More than a million hectares of forests were defoliated by Western spruce budworm this year, the vast majority—about 900,000 hectares—in the Southern Interior, Mitchell added.
It’s not unprecedented. Mitchell said the last really large outbreak occurred in 1987, and impacted 800,000 hectares of forest.
“It’s not that the ministry is not concerned … like all things which affect and potentially damage large swaths of the province, we obviously want to understand, contextualize and manage it where we need to,” she said, noting the Interior has had a pest management plan for decades, and regularly sprays to manage native defoliators like spruce budworm.
It’s important to note Western spruce budworm infestations, unlike other insects, don’t necessarily lead to tree mortality, Mitchell added.
“If you don’t know what you’re looking at, or you don’t think of bugs every day like we do, you might see them and go, ‘Oh my God, all these trees around Whistler are dead,’ right?’” she said. “That’s not true. They got munched on by caterpillars, which is what turned the leaves red and caused them to fall. Next year, if the defoliators don’t come back, those are going to flush green, and no one’s ever going to know anything happened.
“Really, the way that we deal with this is just by continually monitoring it.”
As they monitor the situation, officials are also working this year on a pest management plan, complete with public engagement, should spraying Whistler’s forests become a necessity. (The Ministry of Forests was reportedly set to provide an update on July 2, after Pique’s weekly press deadline—check back next week for more.)
It can be a difficult pill for some to swallow—watching the natural world around you change, potentially irreversibly, and knowing there’s not really anything you can do but watch it happen.

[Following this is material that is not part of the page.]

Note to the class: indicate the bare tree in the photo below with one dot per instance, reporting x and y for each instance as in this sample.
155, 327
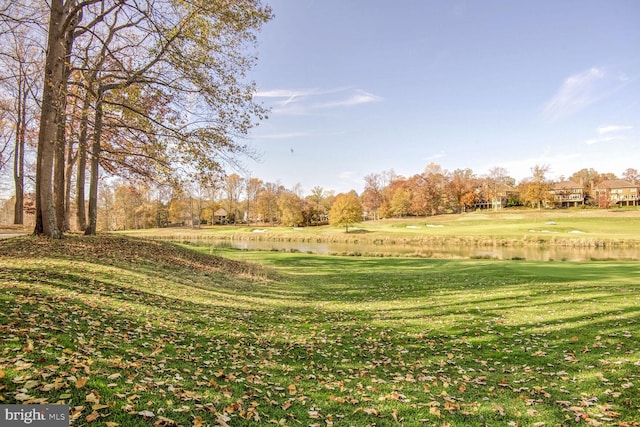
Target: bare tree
21, 68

Disappointment doesn’t really begin to describe it. And it’s not just in the forests.
A recent study in the peer-reviewed journal Geophysical Research Letters found some glaciers in Western Canada and the U.S. lost 12 per cent of their mass from 2021 to 2024, doubling melt rates compared to the previous decade.

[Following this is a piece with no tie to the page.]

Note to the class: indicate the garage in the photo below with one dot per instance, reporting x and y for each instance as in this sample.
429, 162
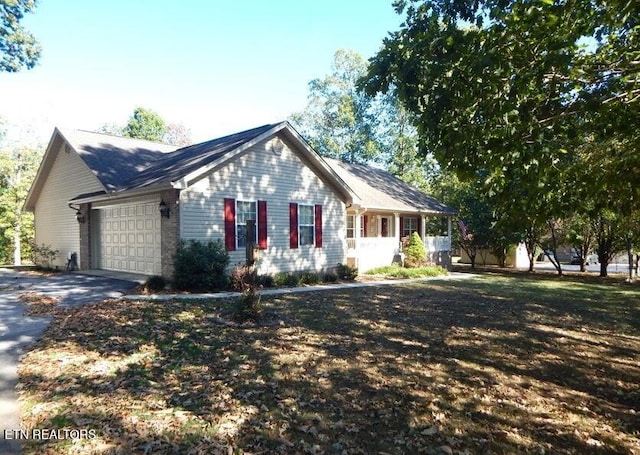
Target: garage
129, 238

Canada Research Chair in glacier change and lead researcher on the study Brian Menounos told the Canadian Press climate change and its effects, including heat waves and changing snow patterns, are draining the “bank account” of fresh water glaciers contain.
“Doubling the amount of water that’s lost from those glaciers, we’re sort of stealing from the future,” he said. “We are just pulling and pulling away and making that bank account closer to zero and perhaps even negative. We’re not replenishing these glaciers.”
The impact is obvious on Whistler’s glaciers. According to the Whistler Naturalists, the Wedgemount Glacier saw an average horizontal recession of 13.4 metres between 2023 and 2024. Since 1973, the glacier has receded more than 700 metres. And local researchers predict the trend will continue.
“The glacier’s retreat is a stark reminder of the environmental challenges we face. Continued monitoring efforts, now passed to a new generation, offer a glimmer of hope that we can learn from the past and work towards a more positive future for this and our other local glaciers,” wrote the Whistler Naturalists’ Chloe Van Loon in the March instalment of Naturespeak. “Hope is not the conviction that glacier recession will slow or reverse in our lifetime, but the certainty that working to reduce our impact on the planet is the right thing to do, regardless of how our glaciers change.”
As ancient Greek philosopher Heraclitus said, the only constant in life is change. And change means new challenges, new perspectives, and yes, new disappointments.
But hope springs eternal—even if we can’t necessarily see it for ourselves.